フィンランド発で、モビリティのサービス化を示す「MaaS(Mobility as a Service)」という一大ムーブメントが起こってきた。公共交通機関やレンタカー、タクシー、レンタサイクルなどを組み合わせて、人の移動をシームレスに行うサービスを示す言葉だ。では今後、MaaSが普及すると、モビリティやサービス変革のみならず、都市交通や都市計画にどのような影響を及ぼすのだろうか。関係者にヒアリングを行った。
フィンランド発で、モビリティのサービス化を示す「MaaS(Mobility as a Service)」という一大ムーブメントが起こってきた。公共交通機関やレンタカー、タクシー、レンタサイクルなどを組み合わせて、シームレスに一括で予約と決済ができるサービスだ。
日本においても、MaaSについて多くの企業や大学が研究を開始している。さらにMaaSは、単なるモビリティやサービス変革にとどまらない。では今後、MaaSが普及すると、都市交通や都市計画にどのような影響を及ぼすのだろうか。
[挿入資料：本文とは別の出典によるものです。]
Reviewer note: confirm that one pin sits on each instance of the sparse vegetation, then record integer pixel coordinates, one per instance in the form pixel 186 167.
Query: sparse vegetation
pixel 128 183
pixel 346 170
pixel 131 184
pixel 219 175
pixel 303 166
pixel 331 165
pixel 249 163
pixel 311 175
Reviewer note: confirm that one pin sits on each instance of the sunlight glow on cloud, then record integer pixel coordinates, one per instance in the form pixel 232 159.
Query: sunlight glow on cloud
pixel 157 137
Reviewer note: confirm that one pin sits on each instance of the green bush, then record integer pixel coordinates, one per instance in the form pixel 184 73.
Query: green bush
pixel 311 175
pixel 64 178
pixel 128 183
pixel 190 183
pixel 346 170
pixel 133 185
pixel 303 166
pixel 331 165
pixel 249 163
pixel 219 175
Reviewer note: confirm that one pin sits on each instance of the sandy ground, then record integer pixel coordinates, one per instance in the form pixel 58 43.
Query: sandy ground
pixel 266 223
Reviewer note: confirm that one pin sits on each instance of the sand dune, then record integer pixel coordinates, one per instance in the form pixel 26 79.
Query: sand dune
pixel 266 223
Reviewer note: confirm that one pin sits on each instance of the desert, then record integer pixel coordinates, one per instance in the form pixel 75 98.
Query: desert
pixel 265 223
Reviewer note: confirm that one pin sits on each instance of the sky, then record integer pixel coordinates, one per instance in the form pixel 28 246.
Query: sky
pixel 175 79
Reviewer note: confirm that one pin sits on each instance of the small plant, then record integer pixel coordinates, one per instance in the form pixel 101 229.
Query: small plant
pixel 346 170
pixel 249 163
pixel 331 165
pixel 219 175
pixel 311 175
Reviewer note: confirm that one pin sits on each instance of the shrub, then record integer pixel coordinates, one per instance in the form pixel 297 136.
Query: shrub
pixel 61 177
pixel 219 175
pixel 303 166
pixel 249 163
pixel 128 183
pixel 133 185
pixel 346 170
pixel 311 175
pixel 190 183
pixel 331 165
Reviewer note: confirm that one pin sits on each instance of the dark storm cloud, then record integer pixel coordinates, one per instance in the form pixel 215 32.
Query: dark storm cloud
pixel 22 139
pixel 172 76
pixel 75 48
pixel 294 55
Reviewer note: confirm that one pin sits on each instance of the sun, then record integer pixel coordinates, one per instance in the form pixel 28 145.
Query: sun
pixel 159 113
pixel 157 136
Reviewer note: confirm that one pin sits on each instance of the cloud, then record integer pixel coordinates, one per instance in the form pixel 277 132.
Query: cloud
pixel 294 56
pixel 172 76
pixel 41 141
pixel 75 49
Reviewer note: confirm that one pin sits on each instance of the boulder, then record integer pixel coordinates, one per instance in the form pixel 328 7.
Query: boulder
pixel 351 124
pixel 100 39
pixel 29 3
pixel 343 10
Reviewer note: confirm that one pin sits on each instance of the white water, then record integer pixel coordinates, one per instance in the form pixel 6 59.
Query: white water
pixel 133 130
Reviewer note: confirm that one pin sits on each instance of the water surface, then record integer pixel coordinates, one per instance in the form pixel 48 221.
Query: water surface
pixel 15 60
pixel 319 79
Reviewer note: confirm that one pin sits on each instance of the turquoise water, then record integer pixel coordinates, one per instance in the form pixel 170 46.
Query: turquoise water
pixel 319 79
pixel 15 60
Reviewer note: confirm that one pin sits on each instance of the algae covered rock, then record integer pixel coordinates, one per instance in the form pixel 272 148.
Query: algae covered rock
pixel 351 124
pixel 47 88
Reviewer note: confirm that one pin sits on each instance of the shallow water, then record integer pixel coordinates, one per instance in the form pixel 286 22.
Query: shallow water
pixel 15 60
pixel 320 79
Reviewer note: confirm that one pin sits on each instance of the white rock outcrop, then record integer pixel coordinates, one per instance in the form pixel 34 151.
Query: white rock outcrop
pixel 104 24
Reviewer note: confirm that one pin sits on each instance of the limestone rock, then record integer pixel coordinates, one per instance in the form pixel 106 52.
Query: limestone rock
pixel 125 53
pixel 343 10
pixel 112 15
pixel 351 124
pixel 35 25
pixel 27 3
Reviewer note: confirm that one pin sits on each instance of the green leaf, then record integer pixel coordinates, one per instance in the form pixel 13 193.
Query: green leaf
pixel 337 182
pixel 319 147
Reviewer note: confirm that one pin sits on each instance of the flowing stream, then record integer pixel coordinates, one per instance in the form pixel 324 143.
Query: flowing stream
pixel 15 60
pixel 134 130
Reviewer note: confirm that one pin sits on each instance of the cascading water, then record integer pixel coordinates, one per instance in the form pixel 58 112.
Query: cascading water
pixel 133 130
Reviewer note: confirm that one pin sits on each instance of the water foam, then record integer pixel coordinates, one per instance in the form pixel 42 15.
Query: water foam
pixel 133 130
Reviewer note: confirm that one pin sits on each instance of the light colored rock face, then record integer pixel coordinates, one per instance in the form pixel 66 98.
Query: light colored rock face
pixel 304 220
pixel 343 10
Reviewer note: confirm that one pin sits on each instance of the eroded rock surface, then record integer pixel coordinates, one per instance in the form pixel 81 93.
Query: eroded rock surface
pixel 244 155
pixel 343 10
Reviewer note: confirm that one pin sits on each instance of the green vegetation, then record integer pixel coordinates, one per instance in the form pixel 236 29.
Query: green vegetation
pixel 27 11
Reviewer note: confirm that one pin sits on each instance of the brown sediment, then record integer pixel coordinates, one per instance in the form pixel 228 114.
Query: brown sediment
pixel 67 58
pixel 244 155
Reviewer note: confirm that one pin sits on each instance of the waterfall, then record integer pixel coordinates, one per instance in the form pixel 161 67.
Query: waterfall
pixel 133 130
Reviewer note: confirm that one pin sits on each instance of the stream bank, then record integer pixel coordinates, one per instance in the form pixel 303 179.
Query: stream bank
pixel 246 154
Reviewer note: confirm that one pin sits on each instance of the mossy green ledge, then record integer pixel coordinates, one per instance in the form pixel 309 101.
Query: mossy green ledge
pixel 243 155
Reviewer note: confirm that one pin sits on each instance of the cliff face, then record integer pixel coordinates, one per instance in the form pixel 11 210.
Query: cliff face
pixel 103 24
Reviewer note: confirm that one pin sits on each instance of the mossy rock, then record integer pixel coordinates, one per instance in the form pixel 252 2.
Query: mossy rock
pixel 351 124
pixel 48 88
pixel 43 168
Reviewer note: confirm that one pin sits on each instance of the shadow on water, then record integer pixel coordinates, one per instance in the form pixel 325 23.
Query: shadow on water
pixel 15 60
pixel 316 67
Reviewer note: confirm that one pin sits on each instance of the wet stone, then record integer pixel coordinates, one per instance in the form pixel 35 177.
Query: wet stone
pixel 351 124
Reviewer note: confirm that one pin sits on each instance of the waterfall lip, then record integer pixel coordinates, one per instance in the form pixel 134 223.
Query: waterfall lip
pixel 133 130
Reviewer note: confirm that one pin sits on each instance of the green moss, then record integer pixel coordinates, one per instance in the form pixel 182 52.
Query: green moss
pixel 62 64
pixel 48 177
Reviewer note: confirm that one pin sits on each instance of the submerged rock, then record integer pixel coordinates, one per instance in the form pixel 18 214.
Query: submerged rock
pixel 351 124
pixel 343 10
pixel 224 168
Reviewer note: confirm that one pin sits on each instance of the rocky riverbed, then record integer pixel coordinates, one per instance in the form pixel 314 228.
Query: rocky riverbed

今回は、最初に技術革新中長期ビジョンとして「モビリティ変革」を掲げる東日本旅客鉄道(以下、JR東日本)の方々、そして後半は都市交通計画がご専門である、国立大学法人 横浜国立大学 理事 副学長 教授の中村文彦氏にお話を伺った。
JR東日本で取材させていただいたのは、総合企画本部の中川剛志氏と山口智丈氏、JR東日本研究開発センターの日高洋祐氏だ。
和田憲一郎氏(以下、和田氏) JR東日本では「技術革新中長期ビジョン」で「モビリティ革命」を掲げ、その実行に向けて2017年秋に設立した「モビリティ変革コンソーシアム」の活動を開始したと聞いている。これらの活動のいきさつや、その中で示されている「Door to Doorサービス」について教えていただきたい。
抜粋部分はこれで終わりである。